After preprocessing comes the analysis, where you use various techniques to derive insights from data. A few of them are

Data Mining: Understanding the patterns in the data sets and deriving insights.
Predictive Analysis: Predicting future outcomes based on past data
Deep Learning: Using neural networks to solve a problem
Text Analysis: Deriving meaning out of large amounts of text using
Statistical Methods: Using statistical methods to analyze data

Data Mining

The process tries to find relationships, patterns, and trends in a data set to derive meaningful conclusions. A popular data mining method is classification, where you classify data into categories.

For example, you can classify a person as someone who makes a specific purchase or someone who doesn’t based on their salary and age.

import pandas as pd
from sklearn.tree import DecisionTreeClassifier
from sklearn.model_selection import train_test_split
from sklearn.metrics import accuracy_score


# Create a DataFrame
data_classification = {
    'age': [22, 25, 47, 52, 46, 56, 55, 60, 62, 61, 30, 48, 33, 40, 28, 22, 25, 35, 29, 40],
    'salary': [25000, 30000, 52000, 110000, 95000, 105000, 92000, 130000, 100000, 98000, 40000, 65000, 48000, 85000, 31000, 27000, 29000, 47000, 32000, 60000],
    'purchased': [0, 0, 1, 1, 1, 1, 1, 1, 1, 1, 0, 1, 0, 1, 0, 0, 0, 0, 0, 1]  # 0 = No, 1 = Yes
}


df_classification = pd.DataFrame(data_classification)

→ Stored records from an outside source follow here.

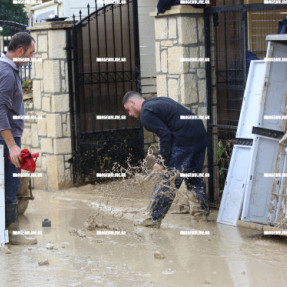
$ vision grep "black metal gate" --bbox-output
[205,0,287,201]
[67,0,144,182]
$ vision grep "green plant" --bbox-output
[215,140,234,190]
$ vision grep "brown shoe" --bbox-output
[135,215,161,228]
[17,177,30,215]
[5,203,37,245]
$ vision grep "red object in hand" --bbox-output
[8,149,39,172]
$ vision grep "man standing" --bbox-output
[123,91,209,228]
[0,32,37,244]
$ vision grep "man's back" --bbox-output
[140,97,207,149]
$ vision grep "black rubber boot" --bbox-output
[5,203,37,245]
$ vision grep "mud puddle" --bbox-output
[0,180,287,287]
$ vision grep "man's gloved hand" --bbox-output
[9,144,21,168]
[153,163,164,171]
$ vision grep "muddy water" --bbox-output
[0,180,287,287]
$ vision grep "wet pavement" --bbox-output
[0,181,287,287]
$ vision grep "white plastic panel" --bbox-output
[217,145,251,226]
[236,60,266,138]
[241,137,279,224]
[0,145,6,247]
[258,43,287,131]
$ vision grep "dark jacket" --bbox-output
[140,97,207,165]
[0,55,24,140]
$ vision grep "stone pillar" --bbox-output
[23,22,72,190]
[151,5,207,116]
[150,5,217,202]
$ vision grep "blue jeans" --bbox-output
[0,138,21,204]
[150,146,209,223]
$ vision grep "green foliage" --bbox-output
[0,0,27,36]
[215,140,234,190]
[22,79,33,94]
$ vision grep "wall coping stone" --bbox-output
[27,21,74,31]
[149,5,204,18]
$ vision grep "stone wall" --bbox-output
[155,5,206,115]
[151,5,218,202]
[22,22,72,190]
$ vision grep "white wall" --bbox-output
[138,0,157,97]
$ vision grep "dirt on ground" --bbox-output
[0,177,287,287]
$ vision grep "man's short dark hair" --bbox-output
[123,91,143,105]
[8,32,35,53]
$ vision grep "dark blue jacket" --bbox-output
[140,97,207,165]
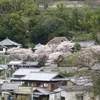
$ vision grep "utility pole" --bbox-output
[31,84,33,100]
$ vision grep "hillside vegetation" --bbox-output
[0,0,100,47]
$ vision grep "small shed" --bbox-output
[0,45,8,53]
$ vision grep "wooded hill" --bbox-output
[0,0,100,46]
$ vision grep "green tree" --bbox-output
[1,13,25,44]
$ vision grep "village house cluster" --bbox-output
[0,38,98,100]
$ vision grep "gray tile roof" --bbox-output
[13,68,42,76]
[34,87,50,95]
[60,85,91,92]
[22,72,64,81]
[1,82,22,90]
[23,61,39,66]
[0,38,21,46]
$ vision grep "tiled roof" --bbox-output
[34,87,50,95]
[13,68,42,75]
[22,72,64,81]
[1,82,21,90]
[60,85,91,92]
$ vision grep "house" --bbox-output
[1,82,22,95]
[13,68,43,78]
[23,61,40,68]
[8,60,40,70]
[0,37,22,48]
[14,86,50,100]
[0,45,8,53]
[8,60,24,70]
[49,85,94,100]
[10,71,68,91]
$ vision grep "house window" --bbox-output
[36,83,40,87]
[44,83,48,87]
[76,95,83,100]
[0,48,3,51]
[61,96,65,100]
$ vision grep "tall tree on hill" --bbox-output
[0,13,25,44]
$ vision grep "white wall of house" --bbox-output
[0,48,6,53]
[49,93,61,100]
[49,91,91,100]
[61,91,90,100]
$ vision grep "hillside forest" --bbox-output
[0,0,100,47]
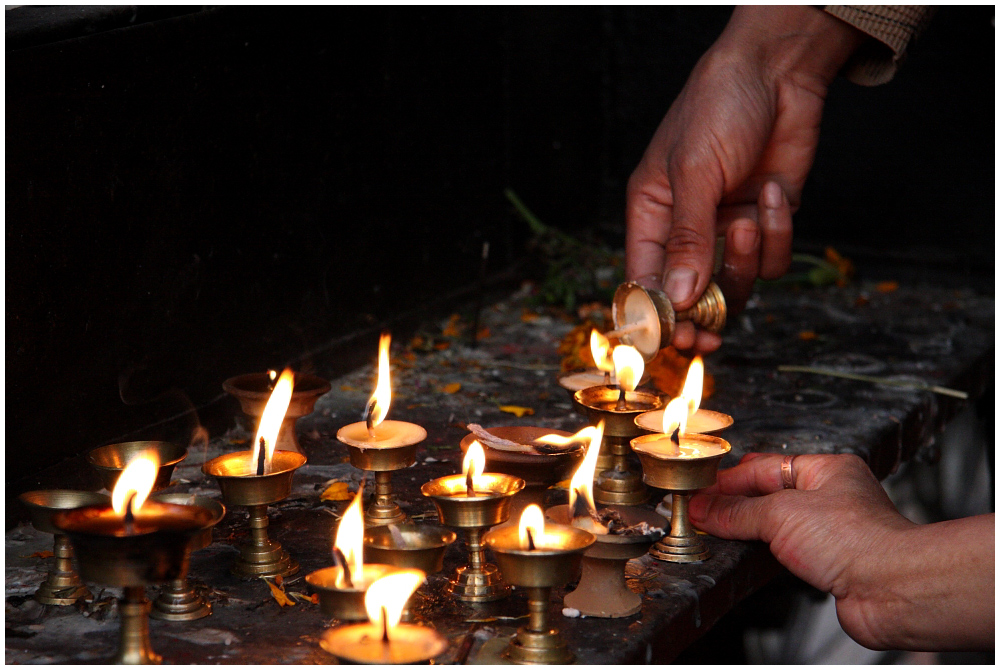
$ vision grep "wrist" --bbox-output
[719,5,866,93]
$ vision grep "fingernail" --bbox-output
[764,181,782,209]
[632,272,663,289]
[733,227,757,256]
[663,268,698,304]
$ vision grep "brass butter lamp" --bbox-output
[201,368,306,579]
[149,493,226,621]
[573,345,663,505]
[420,442,524,603]
[632,398,731,563]
[605,281,727,361]
[17,489,111,606]
[52,454,212,664]
[222,370,330,453]
[483,505,594,665]
[337,333,427,526]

# Prepare the features and target variable
X = df_classification[['age', 'salary']]
y = df_classification['purchased']


# Split the data into training and testing sets
X_train, X_test, y_train, y_test = train_test_split(X, y, test_size=0.3)


# Create and train a decision tree classifier
clf = DecisionTreeClassifier()
clf.fit(X_train, y_train)


# Make predictions on the test set
y_pred = clf.predict(X_test)


# Print the accuracy of the classifier
print(f"Accuracy: {accuracy_score(y_test, y_pred)}")

Predictive Analysis

Predictive analysis involves understanding past data to predict future results. Linear regression is one of the methods you can use to predict future outcomes; it assumes a linear relationship between a target variable and one or more features.

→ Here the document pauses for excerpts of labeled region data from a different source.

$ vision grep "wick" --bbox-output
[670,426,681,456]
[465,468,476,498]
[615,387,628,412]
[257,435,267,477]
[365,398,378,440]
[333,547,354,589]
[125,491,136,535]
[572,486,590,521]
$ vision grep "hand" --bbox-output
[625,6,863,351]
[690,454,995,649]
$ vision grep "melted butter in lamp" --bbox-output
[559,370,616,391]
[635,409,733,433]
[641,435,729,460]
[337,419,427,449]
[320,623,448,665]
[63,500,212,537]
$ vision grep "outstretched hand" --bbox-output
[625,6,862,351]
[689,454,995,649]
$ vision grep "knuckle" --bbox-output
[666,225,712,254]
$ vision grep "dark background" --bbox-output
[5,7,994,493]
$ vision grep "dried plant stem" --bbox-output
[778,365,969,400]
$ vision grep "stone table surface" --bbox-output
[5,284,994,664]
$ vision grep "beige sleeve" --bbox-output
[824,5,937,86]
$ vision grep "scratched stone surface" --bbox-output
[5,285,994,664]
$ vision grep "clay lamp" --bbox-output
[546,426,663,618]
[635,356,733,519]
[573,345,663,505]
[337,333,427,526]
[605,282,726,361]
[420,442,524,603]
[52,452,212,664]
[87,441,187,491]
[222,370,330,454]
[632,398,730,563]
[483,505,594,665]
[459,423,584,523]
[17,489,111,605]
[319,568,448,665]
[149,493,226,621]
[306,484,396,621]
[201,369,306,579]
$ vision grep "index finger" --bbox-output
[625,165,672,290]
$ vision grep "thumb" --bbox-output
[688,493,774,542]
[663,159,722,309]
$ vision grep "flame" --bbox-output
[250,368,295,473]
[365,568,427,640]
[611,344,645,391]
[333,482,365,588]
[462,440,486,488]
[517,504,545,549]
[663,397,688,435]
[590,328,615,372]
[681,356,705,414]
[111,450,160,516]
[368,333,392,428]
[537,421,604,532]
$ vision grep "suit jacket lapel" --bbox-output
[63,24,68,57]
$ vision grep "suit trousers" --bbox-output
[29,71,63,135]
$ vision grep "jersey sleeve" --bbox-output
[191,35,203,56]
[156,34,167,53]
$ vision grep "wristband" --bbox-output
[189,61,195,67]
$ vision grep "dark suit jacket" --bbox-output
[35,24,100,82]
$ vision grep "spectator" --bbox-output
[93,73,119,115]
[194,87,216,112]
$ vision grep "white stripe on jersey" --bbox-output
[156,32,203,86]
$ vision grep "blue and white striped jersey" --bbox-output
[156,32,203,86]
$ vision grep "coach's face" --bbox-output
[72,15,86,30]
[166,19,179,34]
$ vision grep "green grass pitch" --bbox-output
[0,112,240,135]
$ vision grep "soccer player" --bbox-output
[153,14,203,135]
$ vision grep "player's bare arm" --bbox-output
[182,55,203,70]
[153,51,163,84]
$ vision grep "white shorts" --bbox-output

For example, you can assume that the experiences and salaries have a linear relationship and then use linear regression to make predictions.

import pandas as pd
from sklearn.linear_model import LinearRegression


# Create a DataFrame
data_regression = {
    'years_experience': [1, 2, 3, 4, 5, 6, 7, 8, 9, 10],
    'salary': [45000, 50000, 60000, 65000, 70000, 75000, 80000, 85000, 90000, 95000]
}


df_regression = pd.DataFrame(data_regression)




# Prepare the features and target variable
X = df_regression[['years_experience']]
y = df_regression['salary']


# Create and train a linear regression model
reg = LinearRegression().fit(X, y)


# Make predictions on the training set
predictions = reg.predict(X)


# Print the predictions
print(predictions)

Deep Learning

In deep learning, you use neural networks to find complex patterns from seemingly unstructured data. Neural networks are algorithms that operate similar to brain neurons.

Here is a code for training a model that predicts house prices from number rooms, square footage, and age of the houses.

import tensorflow as tf
from tensorflow.keras.models import Sequential
from tensorflow.keras.layers import Dense
import pandas as pd


# Create a DataFrame
data_deep_learning = {
    'num_rooms': [3, 4, 2, 3, 4, 3, 5, 4, 2, 3],
    'square_footage': [1500, 1800, 1200, 1600, 2000, 1500, 2500, 1800, 1100, 1700],
    'age_of_house': [10, 15, 5, 10, 20, 10, 30, 25, 5, 12],
    'price': [300000, 400000, 250000, 350000, 500000, 300000, 600000, 450000, 220000, 370000]
}


df_deep_learning = pd.DataFrame(data_deep_learning)




# Prepare the features and target variable
X = df_deep_learning[['num_rooms', 'square_footage', 'age_of_house']]
y = df_deep_learning['price']


# Define the input shape based on the features
input_shape = X.shape[1]


# Define a simple neural network model
model = Sequential([
    Dense(64, activation='relu', input_shape=(input_shape,)),  # Input layer
    Dense(64, activation='relu'),  # Hidden layer
    Dense(1)  # Output layer
])


# Compile the model with Adam optimizer and mean squared error loss function
model.compile(optimizer='adam', loss='mse')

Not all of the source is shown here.